I was 34 years old. My entire life’s work of pursuing a record deal had come crashing down around me Behind-The-Music style. I’d gotten wind of a cruise ship job that literally went around the world. It seemed the perfect remedy for my lost and broken heart.
For the first month aboard the ship I was mostly in rehearsal for the cheesiest comedy lounge show of all time. I had limited time off, but I did try and poke my head off the ship when I could— which at that point was traveling through the Caribbean. Those were mostly tourist ports with palm trees and colorful huts serving up fruity cocktails with paper umbrella garnishes.
Once the “show” was open (I need to put show in quotes for my own dignity’s sake) I was finally free to spend some time away from the ship, which was then making its way through the Amazon.
The water of the Amazon river looks like thick creamy coffee. There are strange bugs EVERYWHERE. I stepped onto the muddy shore of this new world and had the brain altering moment a lot of people have during their semester abroad, after which they return to school saying “cheers” and “no worries” nonstop.
Here was an entire people… far away from any sort of life that resembled mine… living their whole lives right here on the Amazon river. Their houses were on stilts. There was a man with a monkey and you could touch it for a dollar (and I did.) Music I’d never heard playing on the radio from someone’s open window.

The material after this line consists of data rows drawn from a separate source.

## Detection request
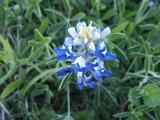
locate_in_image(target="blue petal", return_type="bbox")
[69,54,76,60]
[149,1,158,8]
[73,64,87,74]
[55,54,68,60]
[87,80,97,89]
[95,48,105,59]
[73,64,81,73]
[101,69,112,78]
[86,77,96,89]
[105,53,117,61]
[77,76,85,89]
[58,67,73,76]
[86,62,95,71]
[54,48,66,54]
[54,47,76,60]
[93,72,102,82]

A person might live their whole life right here in this small rainforest village. They’ll have a dream of their own that takes place in this context, not mine. They’ll love. They will experience loss. They’ll build a house of their own on stilts. Then someday fade away into history. A history so far away from mine.
It made me feel small. and insignificant. Every dumb thing I’d stressed about– my record contract, all the time traveling from city to city playing in smoky rock clubs hoping to get someone’s attention, all this stuff that had eaten up so much of my soul… just utterly and completely did not matter.

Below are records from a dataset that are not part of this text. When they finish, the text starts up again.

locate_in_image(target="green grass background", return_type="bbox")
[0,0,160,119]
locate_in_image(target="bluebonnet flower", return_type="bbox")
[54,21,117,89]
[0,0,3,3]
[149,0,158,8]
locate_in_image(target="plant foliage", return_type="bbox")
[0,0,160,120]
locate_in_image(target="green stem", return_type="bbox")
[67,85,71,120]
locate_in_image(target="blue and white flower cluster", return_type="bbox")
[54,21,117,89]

What did matter? It was a new question. One I’m still answering a decade later.
The answer might be something in the realm of this: The things that matter exist right in front of you. In the world you are actually living in… not someone else’s. Artists especially fall victim to a thing.. something about being quite concerned about recognition in some hypothetical existence far away from the one you are presently in.
The man on the Amazon with the monkey couldn’t care less about my failed record contract.
As I get older, my attention has calmed down to focus on the things and people directly in front of me. That’s what time does to a man I guess. I still want to create. I still want to tell stories through music and other genres, but the desperate energy of youth is gone.
That’s a good thing.
I’m at the beginning of this phase of artistic creation without the pressure of expectation. What does that look like? Time will tell…
(PS I want to clarify something… when I say without the “pressure of expectation” I do not mean I don’t want my films and music to “go somewhere.” To be clear, I most certainly do… but it’s with a different energy. My self worth and daily happiness do not depend on it.)